Front of multifamily homes

Neighbors build community through multifamily homes

Brenda’s Habitat for Humanity home is her happy place. “I love being here, and I never want to move,” says the 72-year-old.

With its widened doorways and halls, Brenda can maneuver her wheelchair into every room of her new home – something that wasn’t possible in her prior apartment. “I’ve never been able to live in a home that was accessible,” she says. “I just had to make do with what was available that I could afford.”

Brenda’s home is part of a Midland County Habitat community that includes four Habitat homes built as multifamily units. The units were designed to be sustainable and accessible, but Brenda’s also has a roll-in shower and lowered cabinets to ensure she can navigate her home easily and safely.

Homeowner Brenda in front of accessible Habitat home

Brenda is thrilled to live in an accessible Habitat home.

Midland County Habitat decided to build multifamily units after conducting a housing need and market assessment study of the area with community partners. “The data told us we were largely a single-family home community and that there needed to be a diversity of housing options moving forward,” says Jennifer Chappel, Midland County Habitat president and CEO.

Lending a helping hand

“Neighbors can look out for each other, and we know each other here,” Brenda says of her new community.

Knowing her fellow Habitat homeowners came in handy when Brenda’s smoke alarm began beeping one night. She called her neighbor, Heidi, who came over to help her switch out the batteries.

Like Brenda, Heidi was looking for a safer environment to call home. Exposure to mold in a previous residence had wreaked havoc on her health. “I had a lot of health issues going on, but mold was a pretty big issue in that,” Heidi says.

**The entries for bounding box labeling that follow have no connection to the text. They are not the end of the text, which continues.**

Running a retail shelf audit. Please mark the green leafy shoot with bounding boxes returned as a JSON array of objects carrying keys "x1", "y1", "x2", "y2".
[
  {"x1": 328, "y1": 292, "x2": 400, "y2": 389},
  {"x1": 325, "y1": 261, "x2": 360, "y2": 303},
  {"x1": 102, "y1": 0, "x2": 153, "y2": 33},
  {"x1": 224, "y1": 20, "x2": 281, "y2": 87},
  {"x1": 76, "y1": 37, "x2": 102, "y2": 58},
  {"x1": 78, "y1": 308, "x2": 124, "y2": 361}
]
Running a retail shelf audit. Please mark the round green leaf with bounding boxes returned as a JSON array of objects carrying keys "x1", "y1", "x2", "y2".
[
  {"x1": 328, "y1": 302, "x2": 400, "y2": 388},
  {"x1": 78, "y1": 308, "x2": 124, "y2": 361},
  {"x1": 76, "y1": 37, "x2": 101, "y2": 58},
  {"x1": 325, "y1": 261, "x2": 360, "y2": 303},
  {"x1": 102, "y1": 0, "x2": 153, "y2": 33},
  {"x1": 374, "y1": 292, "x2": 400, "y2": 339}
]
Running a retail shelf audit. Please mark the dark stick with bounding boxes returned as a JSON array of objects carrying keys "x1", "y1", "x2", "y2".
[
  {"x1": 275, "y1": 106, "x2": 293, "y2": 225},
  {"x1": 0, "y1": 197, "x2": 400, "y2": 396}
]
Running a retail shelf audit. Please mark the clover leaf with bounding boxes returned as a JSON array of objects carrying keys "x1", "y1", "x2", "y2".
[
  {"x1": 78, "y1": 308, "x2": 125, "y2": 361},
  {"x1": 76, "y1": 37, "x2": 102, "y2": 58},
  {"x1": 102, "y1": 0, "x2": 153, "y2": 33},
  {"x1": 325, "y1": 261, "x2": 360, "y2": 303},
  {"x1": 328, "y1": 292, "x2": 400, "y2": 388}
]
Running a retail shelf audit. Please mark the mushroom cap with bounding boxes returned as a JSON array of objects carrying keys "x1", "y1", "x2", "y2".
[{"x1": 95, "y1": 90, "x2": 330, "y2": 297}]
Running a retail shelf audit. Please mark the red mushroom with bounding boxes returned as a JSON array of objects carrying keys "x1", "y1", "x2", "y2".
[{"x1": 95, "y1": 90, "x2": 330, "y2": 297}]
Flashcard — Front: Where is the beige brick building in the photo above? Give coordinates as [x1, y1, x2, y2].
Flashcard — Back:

During her build, Heidi was “emotionally overwhelmed” by the support of friends and family who volunteered to work alongside her and help make her dream of having a healthy home come true. “They’re all just happy that I’m in a healthy spot because they watched me go through such a tough time,” she says. “Now I’m somewhere where I can finally start to have a normal life.”

Building a more sustainable future

Brenda and Heidi’s homes were built with support from DuPont. The company provided funding and donated product to help construct the multifamily community, and its employees volunteered to help the families build their homes. DuPont staff members also identified and addressed air sealing and insulation opportunities in the homes’ designs, helping to make them more efficient. With DuPont’s help, Midland County Habitat’s multifamily homes achieved a high efficiency Energy Star HERS® rating. The HERS® Index is a nationally recognized system for evaluating a home’s energy performance in the U.S. 

“The donated product is really what makes the energy efficiencies of these homes,” Jennifer says. “We know that the largest bill a homeowner will pay is their mortgage payment. And typically, your second largest bill is your utilities. These homes have an affordable mortgage, so the cost of housing is controlled. But energy use and consumption are lowered ensuring further savings. On average, these homeowners are paying about US$100 a month on energy bills year-round.” 

“I love being here, and I never want to move.”
— Brenda, Habitat homeowner

“This home is much more energy efficient,” says Brenda, who has seen an improvement in her utility costs now that she’s moved into her Habitat home. 

“At DuPont, we are committed to working with local communities like Midland to help ensure that everyone has access to energy-efficient and resilient homes,” says Tim Lacey, DuPont’s global vice president and general manager who also serves as a member of Midland County Habitat’s construction and repair and ad hoc flood recovery committees. “We’re proud to work with Habitat to help foster more affordable and sustainable housing solutions that will improve the lives of families, our communities and our world.”